Cuba mergulhada na escuridão: apagão atinge 9,6 milhões de habitantes devido à falta de combustível e cerco energético dos EUA
A falha na rede elétrica de Cuba, ocorrida na quarta-feira e restabelecida na quinta-feira, 5, afetou cerca de 9,6 milhões de habitantes, dois terços da população do país. A causa principal do apagão foi a falta de combustível, agravada pelo cerco energético imposto pelos Estados Unidos. A situação é resultado de uma combinação de fatores, incluindo a dependência de uma rede de termelétricas envelhecidas e a indisponibilidade de combustível para alimentar geradores de apoio.
A falha na central termelétrica Antonio Guiteras, a principal da ilha, desencadeou o desligamento inesperado e o apagão. Após o restabelecimento, o sistema elétrico foi interconectado de Guantánamo a Pinar del Río. No entanto, a falta de combustível permanece como a principal causa dos apagões, devido à indisponibilidade para alimentar geradores de apoio. Desde o fim de 2024, Cuba sofreu cinco apagões generalizados, e os cubanos enfrentam diariamente longos cortes programados de energia, com duração superior a 15 horas em Havana e mais de um dia nas províncias.
Contexto e Causas
O governo dos Estados Unidos, sob a administração de Donald Trump, impôs um bloqueio energético a Cuba após a deposição do presidente venezuelano Nicolás Maduro, aliado de Havana. O bloqueio energético e o embargo americano desde 1962 têm afetado a economia de Cuba, levando a uma crise energética. O governo de Miguel Díaz-Canel adotou medidas severas de economia, incluindo a suspensão da venda de diesel, o racionamento de gasolina e a redução de alguns serviços hospitalares. A justificativa de Washington para o bloqueio é a “ameaça excepcional” representada por Cuba para a segurança nacional americana devido às suas relações com China, Rússia e Irã.

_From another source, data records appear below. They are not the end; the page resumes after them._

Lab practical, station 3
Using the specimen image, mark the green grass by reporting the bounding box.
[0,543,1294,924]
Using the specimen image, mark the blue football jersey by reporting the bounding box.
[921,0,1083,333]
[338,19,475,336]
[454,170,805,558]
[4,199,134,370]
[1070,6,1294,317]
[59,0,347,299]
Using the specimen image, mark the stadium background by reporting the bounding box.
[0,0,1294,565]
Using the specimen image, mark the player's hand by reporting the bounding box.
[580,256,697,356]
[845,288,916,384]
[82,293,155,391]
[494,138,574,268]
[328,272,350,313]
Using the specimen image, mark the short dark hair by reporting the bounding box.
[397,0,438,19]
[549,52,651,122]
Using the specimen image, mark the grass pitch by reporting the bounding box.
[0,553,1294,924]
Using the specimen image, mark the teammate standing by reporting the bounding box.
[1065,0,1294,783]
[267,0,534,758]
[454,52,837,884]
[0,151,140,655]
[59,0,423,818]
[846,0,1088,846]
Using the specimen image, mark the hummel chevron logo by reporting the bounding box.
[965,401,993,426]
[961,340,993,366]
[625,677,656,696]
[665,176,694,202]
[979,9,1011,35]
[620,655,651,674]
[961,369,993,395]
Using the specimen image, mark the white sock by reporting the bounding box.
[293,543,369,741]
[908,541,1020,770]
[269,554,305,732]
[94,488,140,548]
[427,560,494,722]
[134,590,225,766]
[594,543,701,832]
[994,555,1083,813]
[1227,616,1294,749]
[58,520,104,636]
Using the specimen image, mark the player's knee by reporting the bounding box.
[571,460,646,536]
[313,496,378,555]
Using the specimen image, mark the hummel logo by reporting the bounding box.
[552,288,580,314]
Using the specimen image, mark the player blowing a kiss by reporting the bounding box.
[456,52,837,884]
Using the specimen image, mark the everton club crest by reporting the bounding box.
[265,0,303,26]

A situação em Cuba é complexa e multifacetada, com implicações políticas, econômicas e sociais. A crise energética afeta não apenas a população, mas também a economia e a infraestrutura do país. O governo cubano acusa os Estados Unidos de querer “asfixiar” a economia da ilha comunista, enquanto Washington mantém sua posição de que o bloqueio é necessário para proteger a segurança nacional americana. A comunidade internacional observa a situação com atenção, enquanto a população cubana continua a enfrentar os desafios diários impostos pela crise energética.
Análise e Perspectivas
A falta de combustível e a dependência de uma rede de termelétricas envelhecidas são apenas alguns dos desafios que Cuba enfrenta em sua crise energética. A situação é agravada pelo bloqueio energético imposto pelos Estados Unidos, que limita a capacidade do país de importar combustível e equipamentos necessários para manter sua rede elétrica. A adoção de medidas de economia pelo governo cubano é um passo necessário, mas não é suficiente para resolver a crise a longo prazo. É necessário um diálogo construtivo entre as partes envolvidas para encontrar soluções sustentáveis e equitativas para a crise energética em Cuba.
Enquanto a situação em Cuba continua a evoluir, é fundamental que a comunidade internacional e os líderes políticos trabalhem juntos para encontrar soluções que atendam às necessidades da população cubana e promovam a estabilidade e a cooperação na região. A crise energética em Cuba é um lembrete de que a cooperação internacional e a resolução pacífica de conflitos são essenciais para promover a paz e a prosperidade em todo o mundo.